The NPT Review Conference which began on August 1 is still continuing in New York. Kishida became the first Japanese leader to attend a NPT review conference and delivered a speech there. He took a positive first step by promising to “promote an accurate understanding of the realities of the use of nuclear weapons”.

But two important elements were missing from his speech. One was praise for the nuclear ban treaty. The other was Japan’s role as a “bridge” between nuclear powers and non-nuclear countries.

Because standards are falling, it was all the more important for the Japanese leader to send a strong message to the world that the very existence of nuclear weapons is wrong, instead of limiting his efforts to ‘realistic policies’. .

The average age of A-bomb survivors, or hibakusha, has exceeded 84. Time is running out to learn directly from their memories, there are some notable youth ventures to spread anti-nuclear messages.

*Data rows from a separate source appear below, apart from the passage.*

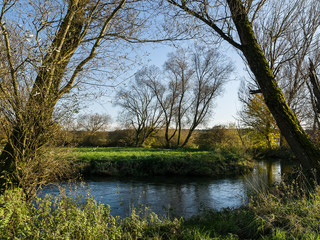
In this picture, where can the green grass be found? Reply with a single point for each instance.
(160, 162)
(288, 212)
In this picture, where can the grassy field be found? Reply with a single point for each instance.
(159, 162)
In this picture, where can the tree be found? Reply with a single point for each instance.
(191, 80)
(141, 111)
(93, 122)
(256, 115)
(248, 45)
(44, 51)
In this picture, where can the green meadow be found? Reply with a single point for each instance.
(118, 161)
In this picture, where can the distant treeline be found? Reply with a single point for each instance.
(216, 137)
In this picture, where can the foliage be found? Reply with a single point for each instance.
(155, 162)
(217, 137)
(255, 115)
(288, 211)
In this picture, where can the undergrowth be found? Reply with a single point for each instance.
(288, 211)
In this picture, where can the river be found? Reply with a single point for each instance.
(178, 196)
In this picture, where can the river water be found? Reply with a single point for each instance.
(178, 196)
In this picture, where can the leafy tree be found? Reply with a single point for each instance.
(232, 21)
(44, 53)
(256, 115)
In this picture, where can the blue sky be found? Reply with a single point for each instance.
(227, 104)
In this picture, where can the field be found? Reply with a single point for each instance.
(159, 162)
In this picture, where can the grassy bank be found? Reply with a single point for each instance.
(160, 162)
(289, 212)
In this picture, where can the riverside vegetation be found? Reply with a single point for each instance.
(286, 212)
(159, 162)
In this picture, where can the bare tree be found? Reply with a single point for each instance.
(212, 70)
(141, 111)
(44, 52)
(232, 21)
(93, 122)
(185, 91)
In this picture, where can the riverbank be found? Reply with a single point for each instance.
(287, 212)
(105, 162)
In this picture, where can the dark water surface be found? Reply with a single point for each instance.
(179, 196)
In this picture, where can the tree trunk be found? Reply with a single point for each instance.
(287, 122)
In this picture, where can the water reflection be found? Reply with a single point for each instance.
(181, 196)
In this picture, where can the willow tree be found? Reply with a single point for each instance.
(44, 51)
(222, 17)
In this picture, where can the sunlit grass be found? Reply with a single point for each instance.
(160, 162)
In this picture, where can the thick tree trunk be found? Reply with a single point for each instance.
(287, 122)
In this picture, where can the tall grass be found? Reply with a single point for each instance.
(286, 212)
(160, 162)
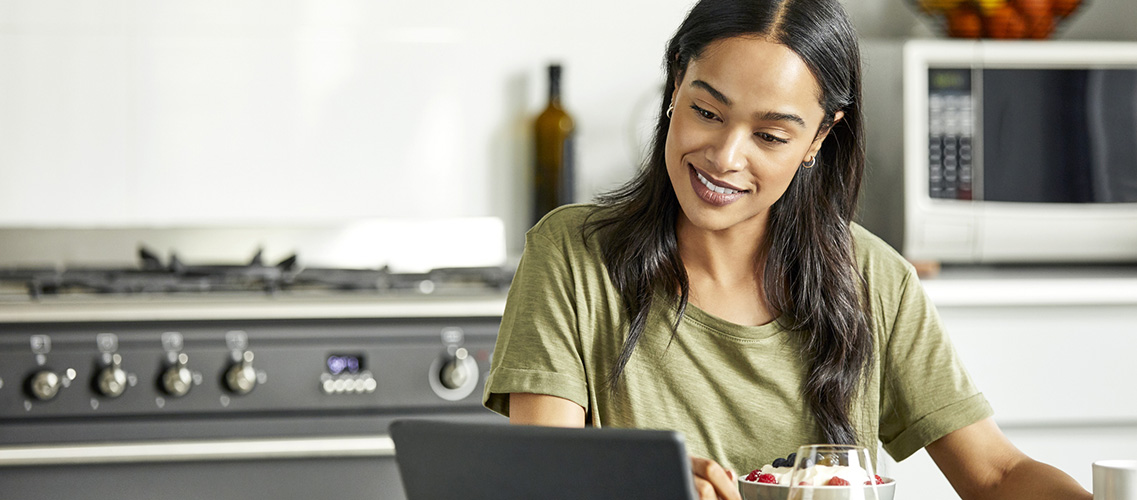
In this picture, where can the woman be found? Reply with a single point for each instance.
(724, 292)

Many young Japanese people attended the nuclear ban conference.

Kako Okuno, a 20-year-old native of Hiroshima, drew inspiration from Greta Thunberg, the Swedish environmental activist, to promote the idea that nuclear war would destroy the global climate. Okuno, like many others of his generation, has a keen interest in environmental issues. “There is a global society of people who share the same opinions and feelings,” she says.

We should support those young norm supporters who can easily transcend national boundaries and spread global sympathy with the cause while maintaining solidarity among like-minded people.